Особенно Лёху поразила идея выдвижной нижней башенки стрелка. Сумрачный тевтонский гений не подвёл.
Самолёт, до того хорошо державшийся в воздухе, вдруг стал напоминать старого осла, которому на спину поставили пианино. Скорость зверски упала, управление превратилось в мучение, а стрелок, выглянув наружу из своей опущенной в поток будки, выразил эмоции лицом, с которым обычно выражают просьбу вернуть билет.
— Наверное, переделают к сорок первому, — решил Лёха и написал позитивную реляцию, отметив плюсы и мимоходом упомянув минусы. Глядишь, и привлечёт внимание к этой лайбе кого-нибудь из начальства, — подумал он.
Март 1938 года. Аэродром Ханькоу, основная авиабаза советских «добровольцев».
А буквально следующим утром Лёха остановился посреди полосы, будто наткнулся не на самолёт, а на призрак из будущего. Перед ним стояла машина, которую он меньше всего ожидал увидеть в Ханькоу, сверкая на утреннем солнце гордостью в каждой заклёпке.
— Хрена себе! Дэ-бэ-третий! — протянул он, прищурившись. — Надо же… Они уже летают! А я думал, их только к самой войне пустят в серию…

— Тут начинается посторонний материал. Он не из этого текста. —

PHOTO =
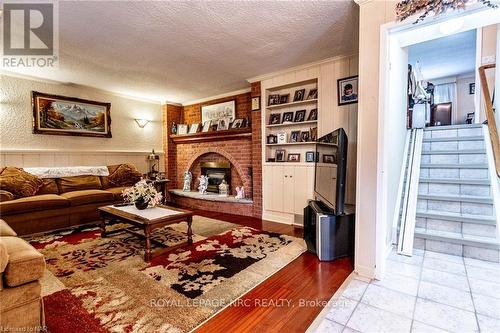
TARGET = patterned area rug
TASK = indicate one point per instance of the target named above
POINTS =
(103, 285)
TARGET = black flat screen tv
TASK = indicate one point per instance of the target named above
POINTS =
(330, 173)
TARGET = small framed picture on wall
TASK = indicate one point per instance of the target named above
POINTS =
(280, 155)
(347, 90)
(293, 157)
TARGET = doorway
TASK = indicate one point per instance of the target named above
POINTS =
(396, 42)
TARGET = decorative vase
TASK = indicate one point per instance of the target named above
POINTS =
(141, 204)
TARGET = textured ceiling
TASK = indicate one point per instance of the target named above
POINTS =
(180, 51)
(447, 56)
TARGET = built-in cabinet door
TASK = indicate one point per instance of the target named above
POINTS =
(303, 188)
(273, 187)
(289, 189)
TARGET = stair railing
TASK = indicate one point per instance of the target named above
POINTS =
(490, 116)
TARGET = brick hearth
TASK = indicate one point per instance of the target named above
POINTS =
(244, 154)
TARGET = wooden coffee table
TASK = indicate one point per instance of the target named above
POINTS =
(148, 220)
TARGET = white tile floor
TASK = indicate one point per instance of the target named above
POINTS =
(429, 292)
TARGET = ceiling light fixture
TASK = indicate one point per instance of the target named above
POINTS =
(141, 122)
(451, 26)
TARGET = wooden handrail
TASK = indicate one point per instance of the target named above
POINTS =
(490, 116)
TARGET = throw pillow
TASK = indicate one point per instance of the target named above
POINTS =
(125, 175)
(19, 182)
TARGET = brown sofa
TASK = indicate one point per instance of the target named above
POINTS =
(21, 267)
(59, 203)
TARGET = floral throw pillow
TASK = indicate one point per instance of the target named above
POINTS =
(19, 182)
(125, 175)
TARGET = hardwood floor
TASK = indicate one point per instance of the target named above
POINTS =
(279, 303)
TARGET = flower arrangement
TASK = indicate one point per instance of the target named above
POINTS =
(143, 195)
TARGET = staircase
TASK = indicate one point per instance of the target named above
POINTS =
(455, 207)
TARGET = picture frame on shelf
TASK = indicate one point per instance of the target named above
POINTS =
(271, 139)
(311, 156)
(288, 117)
(347, 90)
(237, 123)
(330, 159)
(284, 98)
(206, 126)
(295, 136)
(182, 129)
(223, 124)
(313, 115)
(273, 99)
(279, 155)
(314, 133)
(299, 95)
(295, 157)
(313, 94)
(275, 118)
(193, 128)
(281, 137)
(300, 116)
(255, 103)
(218, 111)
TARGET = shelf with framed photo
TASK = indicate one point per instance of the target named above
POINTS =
(229, 134)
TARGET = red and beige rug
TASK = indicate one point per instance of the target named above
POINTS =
(103, 285)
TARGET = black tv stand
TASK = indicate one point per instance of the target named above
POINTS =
(328, 235)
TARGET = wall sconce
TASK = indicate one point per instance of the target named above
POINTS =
(141, 122)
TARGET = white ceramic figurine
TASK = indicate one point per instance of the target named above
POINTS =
(202, 189)
(188, 176)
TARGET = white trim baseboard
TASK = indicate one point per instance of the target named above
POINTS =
(12, 151)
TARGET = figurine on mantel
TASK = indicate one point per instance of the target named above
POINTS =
(202, 189)
(240, 192)
(223, 189)
(188, 177)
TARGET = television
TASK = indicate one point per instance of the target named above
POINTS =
(330, 172)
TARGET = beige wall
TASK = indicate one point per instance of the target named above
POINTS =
(19, 146)
(372, 15)
(488, 56)
(465, 101)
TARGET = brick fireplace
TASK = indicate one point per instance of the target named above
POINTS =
(241, 151)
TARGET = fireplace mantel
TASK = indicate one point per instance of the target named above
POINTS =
(233, 134)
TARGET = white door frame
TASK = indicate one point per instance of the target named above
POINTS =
(405, 34)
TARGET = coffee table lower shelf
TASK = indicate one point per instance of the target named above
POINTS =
(110, 214)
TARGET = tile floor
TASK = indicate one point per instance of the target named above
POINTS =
(429, 292)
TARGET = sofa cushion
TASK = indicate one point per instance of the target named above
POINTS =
(5, 229)
(6, 196)
(78, 183)
(117, 192)
(4, 259)
(125, 175)
(19, 182)
(78, 198)
(33, 204)
(105, 179)
(25, 263)
(49, 187)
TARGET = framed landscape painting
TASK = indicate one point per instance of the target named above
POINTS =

Он подошёл ближе, с тем осторожным уважением, с каким кавалер подходит к даме, чьё имя давно вычеркнуто из записной книжки, но всё же иногда приятно вспоминается по ночам. Самолёт стоял у ангара — длинный, серебристый и горделивый. На фоне местных потрёпанных СБ он выглядел, как посол цивилизации, случайно заглянувший на деревенскую свадьбу в китайскую глуши.
Лёха обошёл его по кругу, медленно, придирчиво, как портной осматривает новый заказ — из уважения к делу и любопытства к мастерству.
Он с изумлением прочитал написанное — Полярная трасса «Главсевморпути» — краской, которая, кажется, замёрзла ещё при нанесении.
— Бл***ть! Где Северный морской путь и где центр ж**ы Китая! — подумал наш герой.
Под ней — аккуратный латинский номер USSR–6988 и чуть сбоку — красивое написанное слово Аэрофлот.